How do you ensure rewards for all matter?

We’ve talked a lot about the rewards customers don’t want – as well as the rewards you don’t want to give customers if long-term, genuine loyalty is your goal. So where on earth do you start when it’s time to stop thinking about the ‘don’ts’ and actually invest in some worthwhile rewards?

In case you hadn’t guessed it already, this is where we come in. At Incentivesmart, we have been steadily growing a reward collection that really offers something for everyone – something that will get your customer’s imaginations going as a result of variety, relevancy, value and meaning.
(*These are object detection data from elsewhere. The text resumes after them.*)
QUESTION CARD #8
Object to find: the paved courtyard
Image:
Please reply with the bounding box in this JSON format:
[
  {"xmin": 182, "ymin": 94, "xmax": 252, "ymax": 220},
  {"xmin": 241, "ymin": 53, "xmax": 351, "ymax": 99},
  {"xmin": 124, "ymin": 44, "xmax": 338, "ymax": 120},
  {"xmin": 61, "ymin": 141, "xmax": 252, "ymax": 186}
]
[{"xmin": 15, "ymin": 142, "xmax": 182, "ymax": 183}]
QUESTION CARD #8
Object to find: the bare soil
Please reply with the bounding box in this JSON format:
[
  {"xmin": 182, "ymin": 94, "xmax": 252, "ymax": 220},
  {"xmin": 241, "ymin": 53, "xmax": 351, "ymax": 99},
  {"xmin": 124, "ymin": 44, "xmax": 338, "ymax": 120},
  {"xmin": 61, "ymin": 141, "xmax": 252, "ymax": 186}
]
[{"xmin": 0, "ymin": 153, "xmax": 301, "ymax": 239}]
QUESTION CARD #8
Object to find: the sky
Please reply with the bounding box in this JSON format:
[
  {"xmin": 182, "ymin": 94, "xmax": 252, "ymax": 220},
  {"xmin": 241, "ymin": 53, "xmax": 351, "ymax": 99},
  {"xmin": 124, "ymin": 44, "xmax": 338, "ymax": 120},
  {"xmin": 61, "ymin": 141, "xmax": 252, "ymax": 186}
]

Since your customers represent a diverse range of tastes and interests, our collection has a little of everything, from fashion and food to entertainment, travel, and tech.

Here's what makes our rewards so right for customers:

  • Our rewards aren’t static.
    Nothing stays great and exciting and imaginative forever, and, if you don’t change things up, your most loyal customers will be the first to lose interest, since they’ll eventually redeem everything and run out of enthusiasm for the programme.
  • We emphasise choice.
    Too much choice can make decision-making more complicated, but not enough can make things very boring, very fast.
  • Our rewards are customisable.
    What works for one company won’t be optimal for the next – and that’s why our rewards are customisable. You can pick from a selection that suits you and your customers (and your budget), or feature your own rewards instead.
  • Rewards are offered within clearly defined structure.
    We don’t overcomplicate things. Customers are more likely to lose interest if they’re going in circles through an app or webpage than they are to stick with it.
  • Quality over quantity.
    One of the things that underpins our reward programme’s high success rates is the emphasis we place on quality. We only work with key suppliers, so all the fat is trimmed off before the customer becomes involved.
  • Clarity for you.
    There are pros and cons to any reward you could offer, simply because there is no universally perfect reward out there. Understanding the pros and cons – the sort of scheme your choices will create for customers, is key, and that’s why we’re clear about everything – no sugarcoating.


Creating customer rewards that truly matter to everyone is about understanding your audience and tailoring your approach to meet their needs. It's about recognising the value of your customers and creating a rewards offering that feels genuine, exciting, and inclusive. By offering rewards that align with customer values, preferences and interests, you can create a sense of personalisation and relevance that drives loyalty and engagement, building those all-important long-term #RewardingRelationships.